When I bought it the guy told me it was a '69, though I later found out it was a '71 (if memory serves me correctly). This didn't matter to me that much until the fateful day I had to sell it. I work as a graphic designer (for the amazing Tony Hawk these days) and, at the time, I was working for Snowboarder Magazine. For a couple of years prior to that I only did freelance work and had not been good about paying my taxes (yes, here's the embarrassing part). So, one day, just after payday, I go to get my rent money out of the bank and find out I have a balance of zero.

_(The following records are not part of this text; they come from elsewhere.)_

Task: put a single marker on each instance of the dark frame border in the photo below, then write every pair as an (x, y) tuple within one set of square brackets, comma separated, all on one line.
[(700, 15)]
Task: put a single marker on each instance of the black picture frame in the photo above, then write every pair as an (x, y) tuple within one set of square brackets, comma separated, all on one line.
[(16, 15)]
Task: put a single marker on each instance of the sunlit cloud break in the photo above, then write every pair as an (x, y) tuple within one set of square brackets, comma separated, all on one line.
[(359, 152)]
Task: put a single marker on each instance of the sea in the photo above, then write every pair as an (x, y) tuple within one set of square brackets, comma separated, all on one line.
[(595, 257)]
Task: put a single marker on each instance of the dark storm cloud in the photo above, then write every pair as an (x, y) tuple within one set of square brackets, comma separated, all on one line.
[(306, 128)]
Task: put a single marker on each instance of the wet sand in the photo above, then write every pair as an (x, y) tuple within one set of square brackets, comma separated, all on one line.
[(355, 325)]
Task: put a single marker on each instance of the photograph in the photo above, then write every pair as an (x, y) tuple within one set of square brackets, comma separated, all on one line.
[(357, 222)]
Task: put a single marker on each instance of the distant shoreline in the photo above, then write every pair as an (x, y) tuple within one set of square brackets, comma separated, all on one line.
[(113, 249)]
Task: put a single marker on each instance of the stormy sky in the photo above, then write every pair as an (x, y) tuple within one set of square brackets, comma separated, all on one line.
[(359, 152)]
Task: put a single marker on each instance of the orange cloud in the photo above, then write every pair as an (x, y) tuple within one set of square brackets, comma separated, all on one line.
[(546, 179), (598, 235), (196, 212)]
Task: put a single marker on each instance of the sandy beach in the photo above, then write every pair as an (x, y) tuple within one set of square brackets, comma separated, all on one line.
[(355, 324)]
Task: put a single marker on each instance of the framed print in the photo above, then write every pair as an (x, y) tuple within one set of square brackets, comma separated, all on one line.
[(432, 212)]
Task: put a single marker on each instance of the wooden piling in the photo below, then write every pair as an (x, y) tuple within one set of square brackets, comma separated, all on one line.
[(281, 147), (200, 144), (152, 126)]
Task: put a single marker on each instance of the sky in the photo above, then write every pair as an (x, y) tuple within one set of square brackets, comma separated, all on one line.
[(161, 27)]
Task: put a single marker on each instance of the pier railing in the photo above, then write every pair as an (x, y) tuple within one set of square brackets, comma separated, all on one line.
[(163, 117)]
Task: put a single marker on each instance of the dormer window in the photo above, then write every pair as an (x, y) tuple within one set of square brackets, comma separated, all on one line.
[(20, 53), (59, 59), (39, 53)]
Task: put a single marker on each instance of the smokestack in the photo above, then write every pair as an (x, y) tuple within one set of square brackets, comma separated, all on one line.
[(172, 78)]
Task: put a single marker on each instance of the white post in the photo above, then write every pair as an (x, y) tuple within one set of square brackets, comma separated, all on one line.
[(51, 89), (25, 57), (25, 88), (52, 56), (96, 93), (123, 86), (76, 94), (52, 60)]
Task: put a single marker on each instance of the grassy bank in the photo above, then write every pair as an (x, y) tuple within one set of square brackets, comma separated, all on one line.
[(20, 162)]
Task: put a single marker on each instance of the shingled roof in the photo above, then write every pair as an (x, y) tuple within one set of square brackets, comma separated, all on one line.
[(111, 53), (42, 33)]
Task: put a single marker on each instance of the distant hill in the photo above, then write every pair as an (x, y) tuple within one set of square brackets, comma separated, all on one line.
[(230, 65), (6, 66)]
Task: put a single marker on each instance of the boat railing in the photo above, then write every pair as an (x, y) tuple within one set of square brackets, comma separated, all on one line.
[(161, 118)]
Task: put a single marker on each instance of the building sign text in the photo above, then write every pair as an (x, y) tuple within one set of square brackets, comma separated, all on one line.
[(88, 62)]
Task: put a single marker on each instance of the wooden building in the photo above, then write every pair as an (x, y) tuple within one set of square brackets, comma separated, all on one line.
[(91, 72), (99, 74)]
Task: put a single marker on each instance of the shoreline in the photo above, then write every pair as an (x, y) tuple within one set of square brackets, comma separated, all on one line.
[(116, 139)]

What the F? Turns out the nice folks at the IRS had taken all the money out of my bank account. With a 3-year old daughter to house and feed, and being a single dad, I had no choice...sell the guitar. AAAAHHH. Luckily I had a back-up guitar to get me through, but this was the most painful loss of a guitar I ever had. And there was nothing I could do about it.
I went down to the local guitar store to see if he was interested in a sweet, vintage custom color Thinline Tele and, of course, he was. We struck a deal for less than I had paid for it, but what was mostly fair under the circumstances. Of course, since it had turned out to be a '71 rather than a '69 there was some loss of value there. But I practically cried when I walked out the door. That guitar was just me. I loved everything about it. Man, I wish I had that one back.
Note: I don't have actual photos of this one, so I have found a few that match up pretty well. If you know the guitar I'm talking about (it's pretty distinctive) send me a photo!